Many of these 19 constructs were not informative, as they contained more than one amino acid substitution or a proline substitution, which had a high likelihood of inducing major folding changes. For this reason, site-directed mutagenesis was used to generate single-amino-acid substitutions in each of the 45 candidate residues identified in the initial screen, and LDH release assays were performed to quantify the cytotoxicity associated with each construct. Substitutions in 6 of the 45 candidate residues were found to decrease cytotoxicity by at least 50%. Either conservative or nonconservative base substitutions at position 623, 627, or 661 resulted in at least a 50% defect in ExoU-mediated killing, whereas only nonconservative changes at positions 609, 654, and 678 were found to result in cytotoxicity defects of this magnitude (Fig. 1; see Table S1 in the supplemental material). ExoU mutants containing the following single-residue substitutions were therefore chosen for further analysis: I609N, Q623R, N627I, I654N, R661L, and A678D. These proteins will be referred to as ExoU-I609N, ExoU-Q623R, etc.

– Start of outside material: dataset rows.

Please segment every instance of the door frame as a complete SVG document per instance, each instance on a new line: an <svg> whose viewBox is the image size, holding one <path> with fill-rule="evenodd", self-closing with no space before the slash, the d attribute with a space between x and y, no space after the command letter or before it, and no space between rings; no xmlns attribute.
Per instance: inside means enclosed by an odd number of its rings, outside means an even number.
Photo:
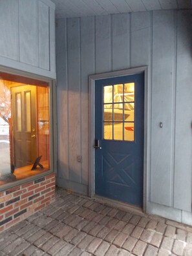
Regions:
<svg viewBox="0 0 192 256"><path fill-rule="evenodd" d="M96 74L89 76L89 194L95 195L95 155L94 149L94 125L95 125L95 85L96 81L100 79L124 76L144 73L144 198L143 211L146 211L147 201L149 195L149 169L150 169L150 134L151 134L151 90L148 80L148 67L143 66L118 71Z"/></svg>

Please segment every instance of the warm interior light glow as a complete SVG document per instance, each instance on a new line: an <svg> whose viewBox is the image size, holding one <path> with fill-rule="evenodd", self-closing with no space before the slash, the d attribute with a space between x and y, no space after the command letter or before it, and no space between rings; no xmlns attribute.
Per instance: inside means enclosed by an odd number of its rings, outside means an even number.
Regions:
<svg viewBox="0 0 192 256"><path fill-rule="evenodd" d="M0 72L0 185L50 169L48 83Z"/></svg>

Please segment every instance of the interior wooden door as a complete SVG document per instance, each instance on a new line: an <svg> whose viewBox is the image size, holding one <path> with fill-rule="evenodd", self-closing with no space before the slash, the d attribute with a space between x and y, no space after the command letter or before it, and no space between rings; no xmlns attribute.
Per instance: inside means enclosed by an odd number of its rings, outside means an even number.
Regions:
<svg viewBox="0 0 192 256"><path fill-rule="evenodd" d="M36 158L36 87L12 87L12 115L15 167L32 164Z"/></svg>

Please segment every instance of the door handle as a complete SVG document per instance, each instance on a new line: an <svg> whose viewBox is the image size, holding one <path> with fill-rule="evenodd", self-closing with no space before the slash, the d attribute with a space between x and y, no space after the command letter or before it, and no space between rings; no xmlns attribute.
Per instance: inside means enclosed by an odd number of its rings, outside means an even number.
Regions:
<svg viewBox="0 0 192 256"><path fill-rule="evenodd" d="M94 140L94 145L93 147L95 149L101 149L101 147L100 146L100 140Z"/></svg>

Substitution of critical residues within the ExoU MLD do not disrupt overall protein folding.
To determine whether cytotoxicity defects in ExoU-I609N, ExoU-Q623R, ExoU-N627I, ExoU-I654N, ExoU-R661L, and ExoU-A678D were the result of protein misfolding, recombinant HN-tagged forms of each protein were overexpressed in E. coli and purified using nickel column chromatography and gel filtration (see Materials and Methods). We had previously shown that a linker-scanning insertion variant of ExoU with five amino acids inserted at position N608 of the MLD was noncytotoxic (25, 27). A recombinant version of this protein, referred to as rExoU-LS608, was also purified and used as a control in subsequent experiments. SDS-polyacrylamide gel electrophoresis followed by Coomassie blue staining indicated that these proteins were >95% pure (Fig. 2). Proteins were then subjected to CD, and the resulting spectra were compared to that of wild-type ExoU. The far-UV spectra of each of the single-amino-acid substitution proteins were very similar (Fig. 3), and the structural composition prediction for each protein suggested no discernible difference in the α-helical, β-strand, or disordered-region content relative to wild-type ExoU (data not shown). Likewise, the CD spectrum of rExoU-LS608 was nearly identical to that of wild-type ExoU (data not shown). These results indicated that the overall structure of each of the recombinant ExoU protein variants was intact and that defects in cytotoxicity were therefore due to direct roles played by these residues in the mechanism of ExoU-mediated killing.
FIG. 2.
SDS-polyacrylamide gel electrophoresis of purified recombinant ExoU proteins containing single-residue substitutions in their MLDs. C-terminal HN-tagged ExoU proteins were purified by nickel column chromatography followed by gel filtration. LS608 refers to rExoU-LS608, etc. MWM, molecular weight marker.
FIG. 3.
Circular dichroism spectra of recombinant ExoU proteins. I609N refers to rExoU-I609N, etc.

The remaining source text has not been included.